On Windows you may use the Windows Subsystem for Linux and install CUDA drivers, Tensoerflow and YAPiC on a Ubuntu subsystem.
How to use it
Command line interface
Model training
yapic train unet_2d "path/to/my/images/*.tif" path/to/my/labels.ilp
Prediction
yapic predict my_trained_model.h5 path/to/results/
- Get hands on YAPiC with the tutorial.
- Go to CLI Documentation for more details.
Apply your trained model in Imagej/Fiji
Once you have trained a model, you can convert the model with YAPiC to use it with the DeepImageJ plugin of ImageJ/Fiji.
yapic deploy my_trained_model.h5 path/to/example/image.tif path/to/my/deepimagej_model
For deployment to DeepimageJ you have to use Tensorflow version 1.13.1 (see installation instructions below)
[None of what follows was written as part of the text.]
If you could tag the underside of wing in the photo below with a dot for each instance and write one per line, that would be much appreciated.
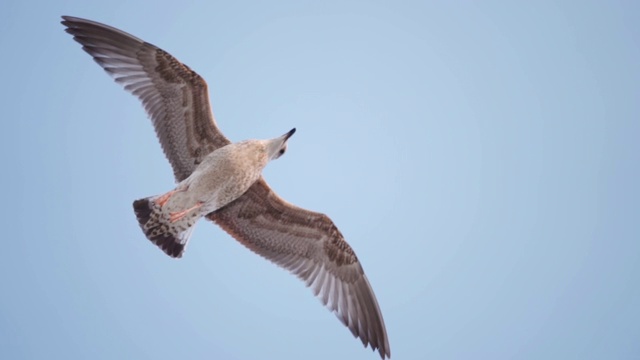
(309, 245)
(174, 96)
- Get hands on YAPiC with the tutorial.
- Go to CLI Documentation for more details.
Python API
Model training
from yapic.session import Session
img_path = 'path/to/my/images/*.tif'
label_path = 'path/to/my/labels.ilp'
model_size_zxy = (5, 572, 572)
t = Session()
t.load_training_data(img_path, label_path)
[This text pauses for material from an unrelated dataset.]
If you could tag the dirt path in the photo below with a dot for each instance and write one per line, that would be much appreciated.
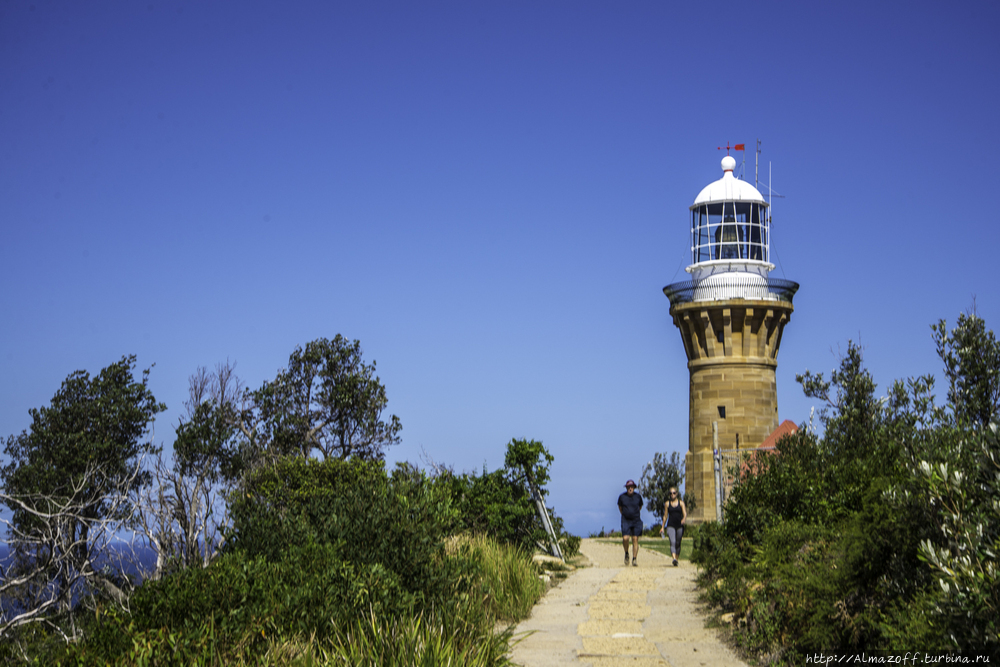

t.make_model('unet_multi_z', model_size_zxy)
t.define_validation_data(0.2) # 80% training data, 20% validation data
t.train(max_epochs=5000,
steps_per_epoch=48,
log_filename='log.csv')
t.model.save('my_model.h5')
Prediction
from yapic.session import Session
img_path = 'path/to/my/images/*.tif'
results_path = 'path/to/my/results/'
t = Session()
t.load_prediction_data(img_path, results_path)
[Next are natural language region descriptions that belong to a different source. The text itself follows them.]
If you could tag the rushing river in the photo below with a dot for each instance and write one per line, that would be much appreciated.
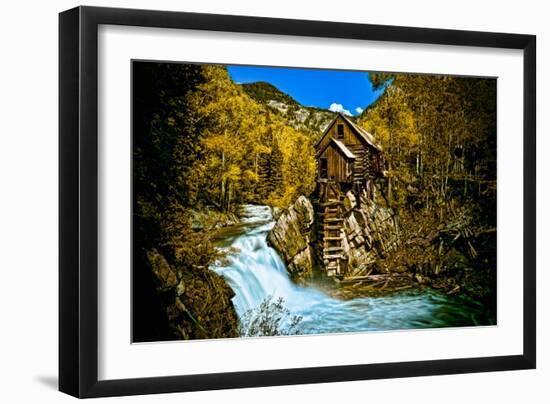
(255, 271)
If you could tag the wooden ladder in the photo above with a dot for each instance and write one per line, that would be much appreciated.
(333, 252)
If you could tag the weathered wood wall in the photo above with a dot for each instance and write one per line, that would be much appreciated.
(338, 167)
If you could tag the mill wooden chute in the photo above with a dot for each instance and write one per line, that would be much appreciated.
(348, 158)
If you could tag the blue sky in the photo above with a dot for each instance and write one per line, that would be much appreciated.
(344, 91)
t.load_model('my_model.h5')
t.predict() # applies the classfier to all images in img_path
Try it out with the leaves example dataset
Hardware Recommendations
YAPiC is designed to run on dedicated hardware. In production, it should not run on your everyday-work notebook, but on a dedicated workstation or a server. The reason is, that training a model requires long time (multiple hours to multiple days) and a lot of computing power. Running these processes in the background on your notebook while e.g. writing E-Mails is not feasible. Moreover, you will need powerful GPU hardware that is normally not available on office notebooks.
- Using fast SSD hard drives (PCIe SSDs) for storing training data may increase training speed, compared to conventional hard drives. Have a look at the GPU requirements for Tensorflow.
- From our expericence you can have already quite good performance with NVIDIA Geforce boards (mainly intended for gaming). These are cheaper than professional NVIDIA Tesla GPUs.
- GPU RAM requirements: RAM of your GPU hardware is often a bottleneck and depends the specific project. RAM requirements depend on the number of classes you want to train and if you use a 2D network or 3D network. Some recommendations, based on our personal experience:
- For training a unet_2D with two classes (foreground, background), 5 GB RAM on your GPU is sufficient.
- For training a unet_multi_z with five z-layers and two classes, 11 GB RAM on GPU is sufficient.